Toda a falsificação, seja dos documentos, seja das telas de certificação internacional, era realizada por dois dos presos em Goiânia, identificados como Ácores Carvalho e José Augusto, segundo fontes da PF. Em algumas operações, eles chegaram a enviar ao exterior cópias físicas dos documentos falsificados.

- O prejuízo calculado até o momento para os compradores dos títulos é de US$1 milhão, mas esse valor deve ser muito superior, pois a maioria dos recursos obtidos com a fraude está no exterior. A maior parte da remessa ao Brasil era realizada em pequenas transações, via Western Union (banco americano), que só permite o envio de US$20 mil por transação - afirmou o delegado responsável pela investigação, David Servulo Campos, chefe da Delegacia de Crimes Financeiros em Brasília.
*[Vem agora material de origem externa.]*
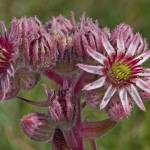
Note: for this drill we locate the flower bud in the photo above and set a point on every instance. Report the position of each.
(38, 45)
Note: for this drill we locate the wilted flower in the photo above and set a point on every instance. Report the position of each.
(9, 41)
(120, 68)
(61, 105)
(38, 46)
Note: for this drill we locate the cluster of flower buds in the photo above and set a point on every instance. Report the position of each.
(90, 64)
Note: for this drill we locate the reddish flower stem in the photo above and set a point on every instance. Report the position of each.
(51, 74)
(93, 144)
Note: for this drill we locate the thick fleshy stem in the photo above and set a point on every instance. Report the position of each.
(53, 75)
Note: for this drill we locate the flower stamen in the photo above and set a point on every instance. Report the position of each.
(120, 71)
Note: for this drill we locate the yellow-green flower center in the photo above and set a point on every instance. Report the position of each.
(120, 71)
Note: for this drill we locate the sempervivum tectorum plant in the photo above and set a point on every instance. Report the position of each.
(62, 29)
(120, 70)
(87, 31)
(39, 48)
(9, 42)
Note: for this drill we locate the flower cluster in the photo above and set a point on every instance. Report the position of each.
(90, 64)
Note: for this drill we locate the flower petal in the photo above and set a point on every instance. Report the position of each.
(136, 97)
(95, 55)
(120, 43)
(142, 85)
(96, 84)
(108, 47)
(124, 100)
(91, 69)
(145, 73)
(133, 45)
(143, 57)
(108, 95)
(91, 130)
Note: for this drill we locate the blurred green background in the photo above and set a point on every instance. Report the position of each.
(130, 134)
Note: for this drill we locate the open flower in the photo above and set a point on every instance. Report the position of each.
(120, 67)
PF vai investigar atuação em lavagem

Além de fazer toda a transação fraudulenta, a quadrilha oferecia o serviço segmentado a terceiros. Por exemplo, emitia cópias falsas de garantia bancária com "registro" Euroclear (instituição européia que realiza a custódia e liquidação financeira de operações com ações e títulos em moeda estrangeira), ao preço de US$13.200. O envio de KTT falso valia US$3.000. Já a emissão de uma nota promissória com "registro" no Euroclear custava US$5,5 mil.

Os mandados de prisão emitidos ontem à noite tinham como alvo duas pessoas em São Paulo: um empresário e um funcionário de um banco. Apesar disso, o delegado não acredita que existam muitos integrantes das instituições financeiras brasileiras fraudadas no esquema:

- Na instituição internacional responsável pelo Swift (em Bruxelas, daí o nome da operação), com certeza não existia, pois isso tornaria a descoberta da quadrilha mais fácil. Mas há pelo menos um brasileiro de banco envolvido. Começamos a descobrir toda a quadrilha quando os primeiros títulos começaram a vencer e, na hora da liquidação, não eram reconhecidos pelos bancos brasileiros.

Segundo o delegado, a segunda etapa da investigação será descobrir se a quadrilha também realizava a lavagem de dinheiro para outros grupos.